Mr Justice Birss has just handed down the first decision by a UK court on the ever controversial topic of what constitutes a FRAND royalty rate. At well over 150 pages, the judgment covers a lot of ground: a lot of ink is likely to be spilled about it over the coming weeks and months. From what we’ve seen so far, the judge has not been afraid to make findings that will have a considerable impact on licensing negotiations in the TMT sector.
We’ve summarised the headline conclusions below, but also keep an eye out for future posts in which we’ll analyse some of the judge’s findings and reasoning in more detail.
In March 2014, Unwired Planet (“UP”) sued Huawei, Samsung and Google for the infringement of 6 of its UK patents. Five of these were standard essential patents (“SEPs”) that UP had acquired from Ericsson. They related to various telecommunications standards (2G GSM, 3G UMTS, and 4G LTE) for mobile phone technology.
Five technical trials, numbered A-E, were listed on the validity and infringement of the patents at issue. These were to be followed by a non-technical trial on competition law and FRAND issues. UP’s patents were found valid and infringed in both trial A and trial C, but two were held invalid for obviousness in trial B. Trials D and E were then stayed, and as Google and Samsung had settled with UP during the proceedings, this just left Huawei and UP involved in the 7 week non-technical trial, for which judgment has just been given.
There’s a lot to unpack in this judgment, but here is a short list of what we think are the most important findings:
• There is only one set of FRAND terms in a given set of circumstances. Note the contrast between this and the comments of the Hague District Court in the Netherlands in Archos v Philips (here, in Dutch) which seem to interpret the CJEU decision in Huawei v ZTE as meaning that there can be a range of FRAND rates.

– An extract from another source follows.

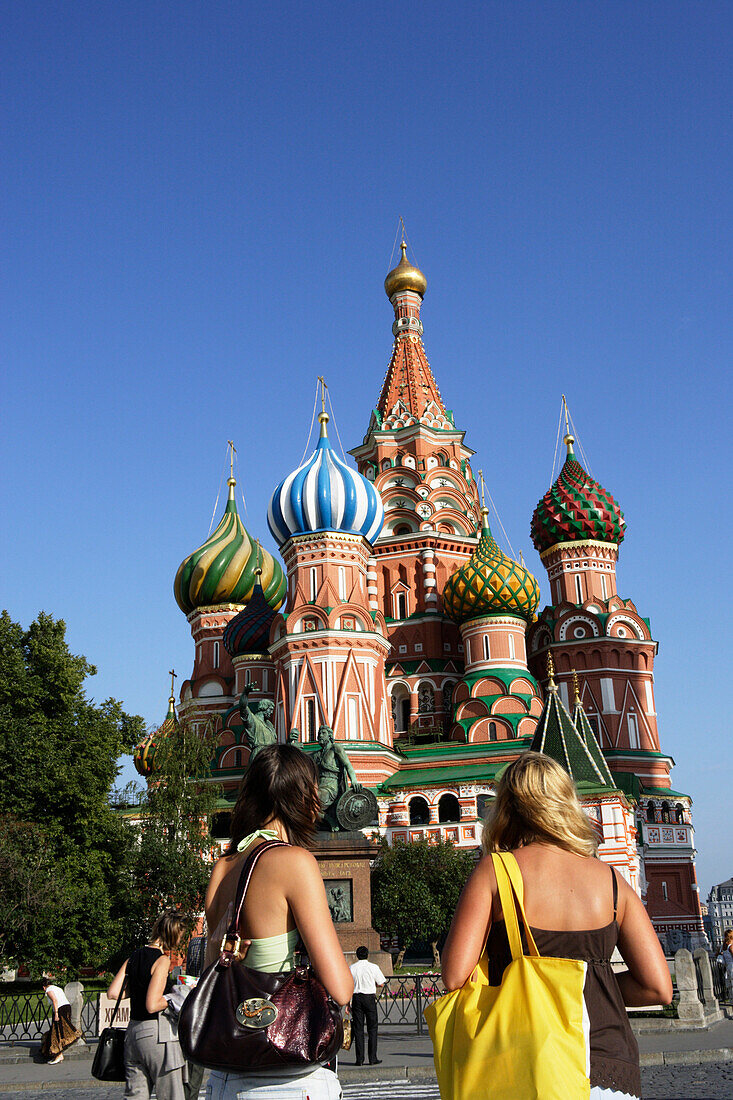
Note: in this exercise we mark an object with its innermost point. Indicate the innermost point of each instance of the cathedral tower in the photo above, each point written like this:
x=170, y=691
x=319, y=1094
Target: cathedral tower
x=417, y=460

• Injunctive relief is available if an implementer refuses to take a FRAND licence determined by the court. Mr Justice Birss indicated that an injunction would be granted against Huawei at a post-judgment hearing in a few weeks’ time (although presumably Huawei can avoid this by now taking a licence on the terms set by the Judge).
• UP is entitled to damages dating back to 1 January 2013 at the determined major markets FRAND rate applied to UK sales.
• What constitutes a FRAND rate does not vary depending on the size of the licensee.
• For a portfolio like UP’s and for an implementer like Huawei, a FRAND licence is worldwide.
• It’s still legitimate to make offers higher or lower than FRAND if they do not disrupt or prejudice negotiations.
Abuse of dominance:
• UP did not abuse its dominant position by issuing proceedings for an injunction prematurely (it began the litigation without complying with the Huawei v ZTE framework).
Calculating the FRAND rate:
• A FRAND royalty rate can be determined by making appropriate adjustments to a ‘benchmark rate’ primarily based upon the SEP holder’s portfolio.
• In the alternative, if a UK-only portfolio licence was appropriate, an uplift of 100% on the benchmark rates would be required.
• Counting patents is the only practical approach for assessing the value of sizeable patent portfolios, although it may be possible to identify a patent as an exceptional ‘keystone’ invention.
• Comparable, freely negotiated licences can be used as to determine a FRAND rate.
The FRAND rates as determined:
Other FRAND terms:
• The Judge goes into some details as to the terms which will be FRAND in the licence between Unwired Planet and Huawei – much of which will be worth reading for licensors and licensees in this field. Of particular note is the royalty base for infrastructure (excluding services).
• Damages are compensatory and are pegged to the FRAND rate.
There have been near continual disputes between the major players in the TMT field over the last decade or so. The meaning of FRAND has been strategically important in a large number of cases. However, many of these companies are very effective negotiators. In the vast majority of cases, they are able to agree licences without resorting to litigation. Where proceedings are initiated, the parties are usually able to settle long before a judgment is reached, particularly given the time and expense required to take a FRAND case all the way to trial. (Such expense is, however, usually dwarfed by the value of the licence – many licences in this field are valued in $billions.)
The scarcity of judicial opinion in this area means this is a rare opportunity to see how a respected UK judge has approached a number of the unresolved questions regarding FRAND.
A number of significant questions remain unanswered however, and we will be exploring these in future blog posts. There’s also the matter of the upcoming post-judgment hearing in a few weeks’ time, which will establish whether or not Huawei will actually be subject to an injunction in the UK, and of course the chance that either party might wish to appeal. All in all, there’s plenty of interest to talk about, plenty of advice to be given to clients, and the FRAND debate will undoubtedly continue on.